In the 18th Century, the demand increased considerably and Arab trading caravans from Zanzibar penetrated mainland Africa in search of suitable slaves. 

In the interior, the Arab traders would often take advantage of local rivalries and encourage powerful African tribes to capture their enemies and sell them into slavery.”

As rightly explained by Miller, Ali’s family and kin were the wealthy tribes that took advantage of weaker tribes, raided them and sold them to whites.

Ali, who grew up in the village of Kazi (present day Tabora), was “…instructed the art of shooting with a muzzle-loader gun at fourteen by his father.”

Ali remembers his young days that made him value the sense of belonging.

Together, as a society, they had worked to build homes.

“The act of building such a house, the labour, staying with friends while building was underway and the excitement of finally moving in, is symbolic of setting down roots,” writes Johnson.

“Permanent roots, unshakable by the advancement of time or the brutality of man — roots to which one will always return.”

However, it was this same sense of belonging Ali and his men denied fellow blacks from enjoying.

This was because the whiteman had got to him. 

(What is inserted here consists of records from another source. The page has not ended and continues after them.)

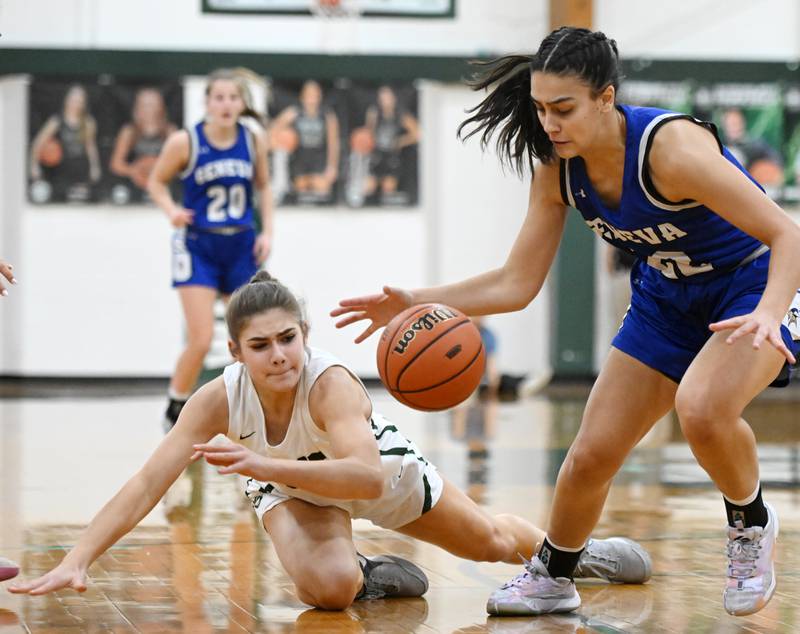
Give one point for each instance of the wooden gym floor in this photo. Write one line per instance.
(199, 563)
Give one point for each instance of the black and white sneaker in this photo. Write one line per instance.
(387, 576)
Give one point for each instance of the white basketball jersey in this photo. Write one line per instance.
(304, 440)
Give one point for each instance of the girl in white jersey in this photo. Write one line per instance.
(304, 431)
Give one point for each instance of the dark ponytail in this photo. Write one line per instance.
(262, 293)
(508, 107)
(587, 55)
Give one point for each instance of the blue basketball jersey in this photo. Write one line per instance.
(218, 184)
(684, 240)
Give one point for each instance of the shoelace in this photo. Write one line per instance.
(591, 561)
(743, 554)
(532, 570)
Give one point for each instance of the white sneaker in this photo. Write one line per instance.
(751, 569)
(616, 559)
(8, 569)
(534, 592)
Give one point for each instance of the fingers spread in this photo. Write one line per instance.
(366, 334)
(350, 319)
(726, 324)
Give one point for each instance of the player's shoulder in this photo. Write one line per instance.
(546, 183)
(678, 143)
(334, 386)
(210, 404)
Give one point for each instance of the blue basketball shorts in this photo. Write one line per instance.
(219, 261)
(667, 322)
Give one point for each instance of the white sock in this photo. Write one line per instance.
(749, 499)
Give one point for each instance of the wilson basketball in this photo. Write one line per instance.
(51, 153)
(362, 141)
(431, 357)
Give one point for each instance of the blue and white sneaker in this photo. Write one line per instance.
(751, 568)
(534, 592)
(616, 559)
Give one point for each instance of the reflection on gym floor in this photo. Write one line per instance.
(200, 563)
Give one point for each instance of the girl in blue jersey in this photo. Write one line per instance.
(303, 430)
(222, 162)
(8, 569)
(716, 275)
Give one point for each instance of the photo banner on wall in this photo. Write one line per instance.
(95, 140)
(343, 142)
(791, 148)
(374, 8)
(750, 120)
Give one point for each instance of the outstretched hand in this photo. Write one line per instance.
(761, 326)
(233, 458)
(62, 576)
(7, 271)
(379, 309)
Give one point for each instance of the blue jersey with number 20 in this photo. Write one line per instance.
(218, 183)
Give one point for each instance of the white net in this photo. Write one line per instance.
(336, 8)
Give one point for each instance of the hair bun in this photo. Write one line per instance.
(262, 276)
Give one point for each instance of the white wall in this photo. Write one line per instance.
(94, 296)
(703, 29)
(681, 29)
(480, 25)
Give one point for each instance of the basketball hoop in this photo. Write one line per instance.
(336, 8)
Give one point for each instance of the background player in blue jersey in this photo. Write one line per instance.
(221, 162)
(716, 275)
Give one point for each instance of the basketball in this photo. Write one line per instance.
(362, 141)
(431, 357)
(51, 153)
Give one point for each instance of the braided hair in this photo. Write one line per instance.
(508, 108)
(262, 293)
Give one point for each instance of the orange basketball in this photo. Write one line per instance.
(285, 139)
(362, 141)
(431, 357)
(51, 153)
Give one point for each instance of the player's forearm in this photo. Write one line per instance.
(485, 294)
(119, 516)
(342, 478)
(784, 274)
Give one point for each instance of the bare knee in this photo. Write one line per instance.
(330, 586)
(493, 544)
(585, 464)
(701, 416)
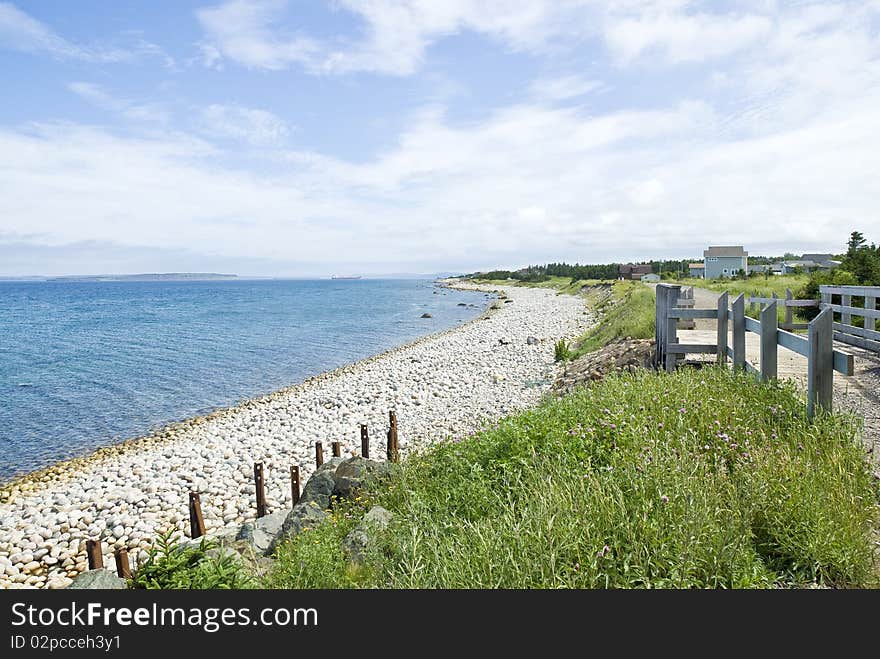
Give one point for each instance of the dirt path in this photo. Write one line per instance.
(859, 394)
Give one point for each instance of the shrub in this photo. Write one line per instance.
(170, 566)
(561, 351)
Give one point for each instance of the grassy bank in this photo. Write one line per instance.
(696, 479)
(757, 287)
(628, 312)
(562, 285)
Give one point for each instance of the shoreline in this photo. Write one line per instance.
(442, 385)
(31, 480)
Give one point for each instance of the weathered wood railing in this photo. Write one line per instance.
(866, 336)
(789, 303)
(817, 346)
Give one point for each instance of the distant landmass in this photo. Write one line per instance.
(151, 276)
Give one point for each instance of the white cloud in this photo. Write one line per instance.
(21, 32)
(97, 96)
(564, 87)
(257, 127)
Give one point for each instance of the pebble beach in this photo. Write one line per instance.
(442, 386)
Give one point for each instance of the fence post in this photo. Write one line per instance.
(739, 333)
(820, 373)
(294, 485)
(789, 319)
(95, 554)
(846, 301)
(123, 569)
(196, 521)
(365, 442)
(769, 325)
(672, 295)
(659, 325)
(391, 446)
(260, 485)
(722, 329)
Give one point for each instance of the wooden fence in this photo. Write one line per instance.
(866, 336)
(817, 346)
(95, 550)
(789, 303)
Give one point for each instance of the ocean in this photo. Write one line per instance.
(88, 364)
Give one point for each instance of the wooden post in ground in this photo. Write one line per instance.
(294, 484)
(260, 483)
(769, 326)
(196, 521)
(95, 554)
(722, 329)
(659, 326)
(672, 294)
(123, 569)
(820, 364)
(391, 444)
(365, 442)
(789, 320)
(739, 333)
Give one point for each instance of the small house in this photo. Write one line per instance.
(634, 272)
(725, 261)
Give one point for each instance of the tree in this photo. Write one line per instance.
(856, 242)
(862, 260)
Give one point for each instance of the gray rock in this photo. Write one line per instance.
(354, 473)
(357, 543)
(303, 515)
(261, 533)
(318, 489)
(98, 580)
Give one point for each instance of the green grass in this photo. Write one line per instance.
(757, 287)
(691, 480)
(562, 285)
(628, 313)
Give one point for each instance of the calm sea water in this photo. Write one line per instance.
(86, 364)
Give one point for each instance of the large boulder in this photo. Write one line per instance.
(261, 533)
(359, 541)
(304, 515)
(98, 580)
(353, 473)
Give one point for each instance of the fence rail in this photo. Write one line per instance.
(866, 336)
(817, 346)
(789, 303)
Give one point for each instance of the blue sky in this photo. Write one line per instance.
(274, 137)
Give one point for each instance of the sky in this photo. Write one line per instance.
(312, 137)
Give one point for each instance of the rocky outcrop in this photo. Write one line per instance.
(357, 544)
(98, 580)
(623, 355)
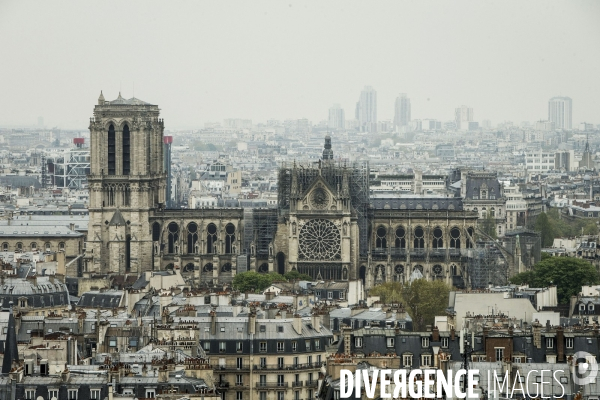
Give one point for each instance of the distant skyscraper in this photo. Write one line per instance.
(560, 112)
(402, 111)
(337, 118)
(366, 110)
(462, 116)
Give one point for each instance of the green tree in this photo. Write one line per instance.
(543, 225)
(422, 299)
(488, 225)
(296, 276)
(568, 274)
(389, 292)
(252, 281)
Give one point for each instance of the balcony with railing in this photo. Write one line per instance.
(267, 385)
(288, 367)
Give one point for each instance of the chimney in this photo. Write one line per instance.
(213, 322)
(347, 333)
(252, 321)
(298, 324)
(485, 333)
(163, 374)
(560, 344)
(435, 334)
(316, 320)
(537, 335)
(65, 375)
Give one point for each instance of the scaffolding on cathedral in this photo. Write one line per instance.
(333, 173)
(262, 230)
(487, 264)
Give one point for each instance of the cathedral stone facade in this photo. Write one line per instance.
(326, 225)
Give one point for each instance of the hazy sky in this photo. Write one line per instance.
(206, 61)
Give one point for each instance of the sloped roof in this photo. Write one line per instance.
(130, 102)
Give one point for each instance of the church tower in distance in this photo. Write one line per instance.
(127, 183)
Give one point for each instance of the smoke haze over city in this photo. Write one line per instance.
(206, 61)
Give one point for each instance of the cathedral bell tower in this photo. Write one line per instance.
(127, 182)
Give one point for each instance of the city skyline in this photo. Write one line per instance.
(203, 71)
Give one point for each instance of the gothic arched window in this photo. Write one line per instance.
(381, 241)
(155, 232)
(192, 237)
(211, 238)
(419, 238)
(229, 238)
(455, 238)
(126, 154)
(400, 237)
(438, 241)
(173, 229)
(111, 150)
(470, 237)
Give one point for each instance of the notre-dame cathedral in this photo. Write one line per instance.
(326, 224)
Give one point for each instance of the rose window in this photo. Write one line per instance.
(320, 240)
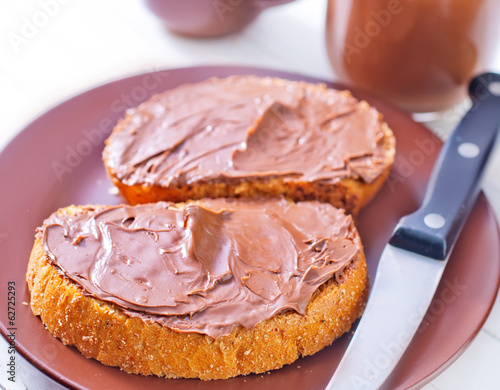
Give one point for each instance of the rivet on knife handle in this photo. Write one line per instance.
(454, 183)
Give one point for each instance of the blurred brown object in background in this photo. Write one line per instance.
(417, 54)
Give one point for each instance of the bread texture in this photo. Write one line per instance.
(102, 331)
(350, 192)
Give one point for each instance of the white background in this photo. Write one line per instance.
(85, 43)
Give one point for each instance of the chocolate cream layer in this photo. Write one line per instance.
(205, 267)
(247, 127)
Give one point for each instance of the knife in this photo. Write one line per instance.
(413, 261)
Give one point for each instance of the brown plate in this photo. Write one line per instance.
(56, 161)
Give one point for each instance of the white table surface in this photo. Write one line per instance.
(86, 43)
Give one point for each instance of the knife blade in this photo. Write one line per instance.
(412, 263)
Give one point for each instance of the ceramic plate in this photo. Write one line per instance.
(56, 161)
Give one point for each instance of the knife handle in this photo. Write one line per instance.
(454, 183)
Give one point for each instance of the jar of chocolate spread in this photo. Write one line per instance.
(419, 54)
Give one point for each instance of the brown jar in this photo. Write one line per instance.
(419, 54)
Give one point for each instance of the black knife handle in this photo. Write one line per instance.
(454, 183)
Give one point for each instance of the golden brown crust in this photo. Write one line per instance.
(102, 331)
(350, 194)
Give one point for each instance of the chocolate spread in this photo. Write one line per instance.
(206, 267)
(247, 127)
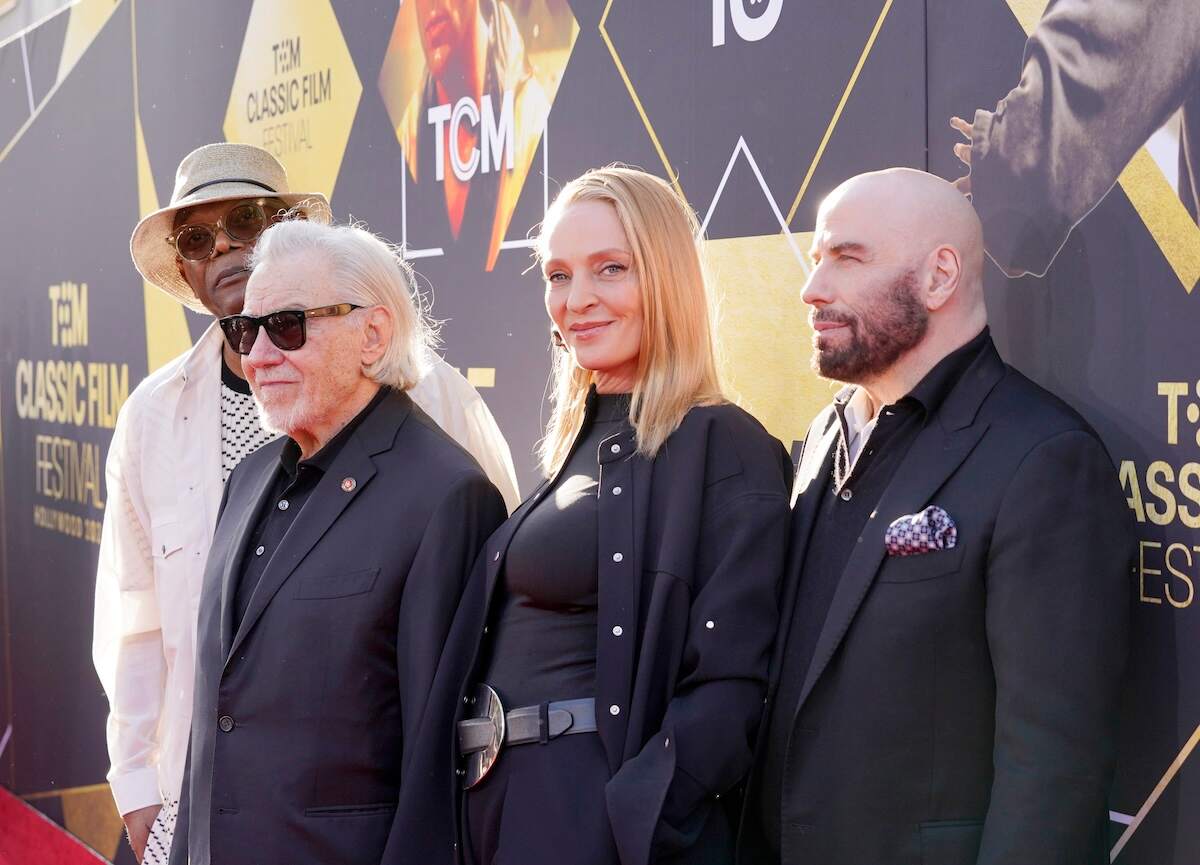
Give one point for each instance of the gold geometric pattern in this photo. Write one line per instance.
(295, 91)
(90, 815)
(1144, 184)
(167, 335)
(763, 331)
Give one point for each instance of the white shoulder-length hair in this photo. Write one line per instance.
(369, 271)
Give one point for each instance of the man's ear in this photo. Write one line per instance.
(946, 271)
(378, 332)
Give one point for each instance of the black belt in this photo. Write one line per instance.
(481, 738)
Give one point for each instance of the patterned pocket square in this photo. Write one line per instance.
(922, 533)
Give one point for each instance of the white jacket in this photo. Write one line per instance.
(163, 476)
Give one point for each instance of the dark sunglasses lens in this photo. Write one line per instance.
(245, 222)
(240, 331)
(193, 242)
(286, 329)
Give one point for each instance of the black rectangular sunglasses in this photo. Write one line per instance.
(286, 328)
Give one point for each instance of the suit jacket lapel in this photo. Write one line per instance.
(811, 476)
(934, 456)
(325, 504)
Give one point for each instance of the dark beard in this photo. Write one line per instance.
(898, 324)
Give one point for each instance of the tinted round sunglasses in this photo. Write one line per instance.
(286, 328)
(243, 223)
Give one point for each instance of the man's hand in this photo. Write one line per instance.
(964, 152)
(137, 826)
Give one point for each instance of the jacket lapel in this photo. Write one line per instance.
(324, 505)
(811, 476)
(934, 456)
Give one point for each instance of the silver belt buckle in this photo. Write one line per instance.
(487, 709)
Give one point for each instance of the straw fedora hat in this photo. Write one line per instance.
(213, 173)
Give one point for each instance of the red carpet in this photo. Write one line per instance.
(29, 838)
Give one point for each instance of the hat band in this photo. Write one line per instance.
(228, 180)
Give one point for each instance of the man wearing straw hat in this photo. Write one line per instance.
(178, 438)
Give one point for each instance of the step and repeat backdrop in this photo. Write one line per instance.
(1085, 151)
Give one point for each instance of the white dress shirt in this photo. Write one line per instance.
(163, 478)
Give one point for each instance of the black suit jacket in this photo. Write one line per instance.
(702, 533)
(335, 655)
(961, 704)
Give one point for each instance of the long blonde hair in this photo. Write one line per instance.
(677, 365)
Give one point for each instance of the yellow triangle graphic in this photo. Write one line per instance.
(88, 18)
(167, 335)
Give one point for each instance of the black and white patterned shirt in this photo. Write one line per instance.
(241, 432)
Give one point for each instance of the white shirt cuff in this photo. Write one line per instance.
(136, 790)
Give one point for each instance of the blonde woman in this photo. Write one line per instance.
(623, 616)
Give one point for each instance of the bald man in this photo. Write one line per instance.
(957, 602)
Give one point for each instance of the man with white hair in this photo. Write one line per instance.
(178, 438)
(339, 558)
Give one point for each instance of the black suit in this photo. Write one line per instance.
(960, 704)
(303, 710)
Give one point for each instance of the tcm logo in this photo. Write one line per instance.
(496, 136)
(750, 29)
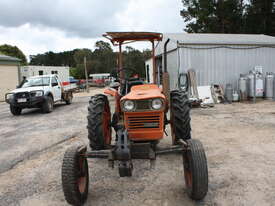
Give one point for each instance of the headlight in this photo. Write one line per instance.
(129, 105)
(157, 104)
(39, 93)
(9, 96)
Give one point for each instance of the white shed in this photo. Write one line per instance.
(216, 58)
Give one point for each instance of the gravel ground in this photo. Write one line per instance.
(238, 139)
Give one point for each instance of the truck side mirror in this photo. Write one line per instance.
(183, 81)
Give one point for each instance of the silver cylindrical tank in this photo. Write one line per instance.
(243, 91)
(269, 82)
(235, 96)
(259, 85)
(229, 93)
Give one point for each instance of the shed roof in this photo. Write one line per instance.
(117, 37)
(8, 58)
(221, 39)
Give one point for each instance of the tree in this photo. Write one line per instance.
(260, 17)
(13, 51)
(213, 16)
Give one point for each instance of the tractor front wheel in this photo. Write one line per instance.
(99, 122)
(195, 170)
(75, 176)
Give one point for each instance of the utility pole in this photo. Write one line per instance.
(86, 75)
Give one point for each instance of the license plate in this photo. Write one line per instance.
(22, 100)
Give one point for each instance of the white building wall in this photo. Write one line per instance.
(224, 64)
(217, 64)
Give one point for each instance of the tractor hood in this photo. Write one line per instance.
(145, 91)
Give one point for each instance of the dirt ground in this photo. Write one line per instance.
(239, 140)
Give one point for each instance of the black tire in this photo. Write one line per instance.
(70, 99)
(15, 110)
(195, 170)
(180, 116)
(75, 176)
(99, 122)
(47, 106)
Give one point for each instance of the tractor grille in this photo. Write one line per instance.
(143, 104)
(143, 122)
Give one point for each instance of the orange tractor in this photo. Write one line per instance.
(139, 121)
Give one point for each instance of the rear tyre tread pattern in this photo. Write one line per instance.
(70, 170)
(95, 125)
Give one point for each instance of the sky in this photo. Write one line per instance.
(38, 26)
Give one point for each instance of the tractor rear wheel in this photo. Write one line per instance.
(99, 122)
(195, 170)
(75, 176)
(180, 116)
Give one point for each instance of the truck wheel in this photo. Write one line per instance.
(75, 176)
(195, 170)
(47, 106)
(15, 110)
(99, 122)
(70, 99)
(180, 116)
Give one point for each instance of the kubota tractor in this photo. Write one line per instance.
(139, 122)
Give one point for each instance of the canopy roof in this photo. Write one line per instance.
(122, 37)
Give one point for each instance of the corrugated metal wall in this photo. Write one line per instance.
(214, 64)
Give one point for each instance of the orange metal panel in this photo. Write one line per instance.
(137, 125)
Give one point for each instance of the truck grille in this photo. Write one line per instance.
(22, 95)
(143, 122)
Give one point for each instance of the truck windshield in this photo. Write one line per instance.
(35, 82)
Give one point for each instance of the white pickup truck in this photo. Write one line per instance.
(39, 92)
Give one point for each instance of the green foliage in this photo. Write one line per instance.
(229, 16)
(260, 17)
(13, 51)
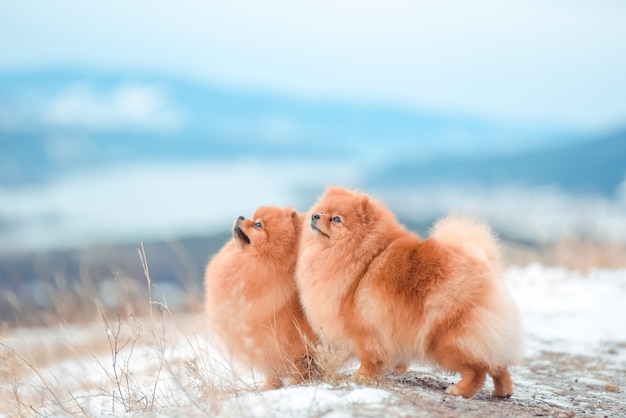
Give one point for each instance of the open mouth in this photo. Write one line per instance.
(240, 235)
(314, 228)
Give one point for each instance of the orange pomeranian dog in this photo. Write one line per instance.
(252, 302)
(371, 286)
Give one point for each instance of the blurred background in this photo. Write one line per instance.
(155, 122)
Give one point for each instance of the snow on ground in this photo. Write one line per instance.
(575, 365)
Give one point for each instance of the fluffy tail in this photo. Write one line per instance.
(473, 238)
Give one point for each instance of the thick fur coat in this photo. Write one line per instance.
(369, 285)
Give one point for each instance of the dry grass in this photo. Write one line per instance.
(145, 357)
(118, 353)
(149, 359)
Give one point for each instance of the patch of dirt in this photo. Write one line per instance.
(548, 384)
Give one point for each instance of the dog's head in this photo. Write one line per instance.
(271, 230)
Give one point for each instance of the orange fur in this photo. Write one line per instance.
(252, 303)
(372, 286)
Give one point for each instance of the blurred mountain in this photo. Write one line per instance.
(595, 166)
(59, 122)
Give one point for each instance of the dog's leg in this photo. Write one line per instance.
(471, 382)
(502, 383)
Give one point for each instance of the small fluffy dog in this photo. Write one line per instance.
(252, 303)
(371, 286)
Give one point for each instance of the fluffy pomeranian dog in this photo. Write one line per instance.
(370, 286)
(251, 298)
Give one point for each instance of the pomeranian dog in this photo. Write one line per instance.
(251, 298)
(370, 286)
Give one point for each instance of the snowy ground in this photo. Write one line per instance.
(168, 366)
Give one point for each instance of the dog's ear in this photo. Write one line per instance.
(296, 218)
(364, 208)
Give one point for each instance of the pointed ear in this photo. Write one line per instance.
(295, 216)
(363, 208)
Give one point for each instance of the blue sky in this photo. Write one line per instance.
(551, 62)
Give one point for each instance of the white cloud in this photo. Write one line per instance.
(134, 106)
(558, 61)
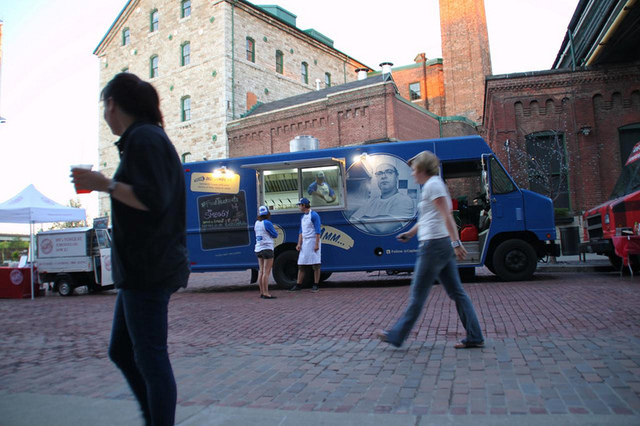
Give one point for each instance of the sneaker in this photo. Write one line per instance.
(467, 345)
(383, 336)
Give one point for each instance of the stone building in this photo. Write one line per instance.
(581, 118)
(212, 61)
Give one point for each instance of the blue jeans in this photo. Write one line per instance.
(436, 259)
(139, 349)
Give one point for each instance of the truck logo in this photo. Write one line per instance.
(46, 245)
(16, 277)
(335, 237)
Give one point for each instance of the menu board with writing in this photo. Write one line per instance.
(223, 221)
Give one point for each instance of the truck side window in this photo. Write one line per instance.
(103, 238)
(500, 181)
(322, 186)
(281, 191)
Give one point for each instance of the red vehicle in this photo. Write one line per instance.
(618, 216)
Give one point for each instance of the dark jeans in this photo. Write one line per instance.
(436, 259)
(139, 349)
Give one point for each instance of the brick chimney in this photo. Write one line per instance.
(466, 59)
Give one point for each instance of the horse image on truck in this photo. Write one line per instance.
(366, 197)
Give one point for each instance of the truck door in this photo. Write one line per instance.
(505, 198)
(102, 262)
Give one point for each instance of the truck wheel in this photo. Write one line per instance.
(488, 262)
(285, 269)
(515, 260)
(616, 262)
(64, 285)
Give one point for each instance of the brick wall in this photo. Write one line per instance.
(465, 56)
(368, 114)
(429, 75)
(600, 100)
(219, 75)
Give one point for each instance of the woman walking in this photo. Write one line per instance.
(265, 234)
(439, 246)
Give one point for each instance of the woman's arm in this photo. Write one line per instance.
(445, 210)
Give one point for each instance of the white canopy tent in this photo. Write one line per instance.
(31, 206)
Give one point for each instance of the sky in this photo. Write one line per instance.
(49, 77)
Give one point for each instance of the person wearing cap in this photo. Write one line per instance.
(389, 212)
(308, 245)
(439, 246)
(265, 234)
(320, 191)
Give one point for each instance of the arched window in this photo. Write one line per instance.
(186, 53)
(153, 66)
(186, 8)
(279, 62)
(251, 49)
(185, 108)
(548, 166)
(154, 17)
(414, 91)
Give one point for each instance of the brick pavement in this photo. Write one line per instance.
(561, 344)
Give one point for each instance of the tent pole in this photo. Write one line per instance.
(31, 252)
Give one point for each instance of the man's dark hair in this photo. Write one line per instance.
(135, 97)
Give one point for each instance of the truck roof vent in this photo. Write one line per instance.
(303, 143)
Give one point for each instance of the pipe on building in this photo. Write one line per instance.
(610, 31)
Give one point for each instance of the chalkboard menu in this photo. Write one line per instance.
(223, 220)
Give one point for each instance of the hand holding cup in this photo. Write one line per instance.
(77, 171)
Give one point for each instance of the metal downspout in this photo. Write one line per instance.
(233, 62)
(344, 70)
(611, 31)
(571, 49)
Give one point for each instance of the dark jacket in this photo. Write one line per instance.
(149, 247)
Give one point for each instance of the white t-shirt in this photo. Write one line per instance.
(431, 224)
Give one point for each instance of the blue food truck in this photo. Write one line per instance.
(365, 196)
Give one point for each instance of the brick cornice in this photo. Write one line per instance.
(557, 80)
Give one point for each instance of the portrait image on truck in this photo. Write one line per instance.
(374, 197)
(75, 257)
(617, 216)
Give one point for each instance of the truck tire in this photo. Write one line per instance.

“They (slaves captured) were too young to understand what had happened that day – too young to know that they would never grow to experience the freedom and kinship of their village – too young to know that some might be sold at the Dar es Salaam slave market only to be shipped to faraway lands, perhaps never to walk on their native soil again,” writes Johnson.

Ali, as Johnson writes, went out on his first safari at the age of 14.

Ali set out for his first safari with “…twenty guns, eighteen kegs of gunpowder, thirty boxes of percussion caps for the guns, bales of cloth, rolls of wire and boxes of beads, all for the purposes of bartering and buying slaves.”

Johnson writes of how Ali and his men raided villages for its able-bodied members. 

After the raids, only “…a few old men and women, hunched and painfully thin wandered around, seemingly aimlessly, scraping together a meagre existence” remained.

All this was done to weaken the society.

Without its youth, the society was deprived of development.

These (youths) were shipped to other countries where they were forced to work to develop the host societies.

This left Africa disadvantaged. 

“First, the older men were paraded and graded – they would be sold as common labour to work in fields, tend livestock and perform other such menial tasks,” writes Johnson.

“The women were similarly checked whether they’d be suitable as concubines, or whether they were only fit for use as chamber maids to look after the wives of the buyers.

“It was important to note who was related to who, so that slaves would not live together with their relatives.”

Ali recalls how they ill-treated fellow blacks during the raids and on their way back home to slave markets.

Some Africans, as a result of mental colonialisation, do not take pride in identifying with their true African self.

‘Aspire to be white and condemn everything black’ is the doctrine fed to blacks by whites.

Blacks like Ali looked down upon fellow blacks.

All this was done to please the whiteman. 

New slaves would be yoked on fork-shaped sticks to “…prevent any opportunists from trying to run away during the long journey that lay ahead.”

With a deep sense of belonging which comes from knowledge of one’s identity, Africans can defend and work towards development.

However, whites have destroyed that.

Even today, there are blacks like Ali who are being used by whites to further their agenda.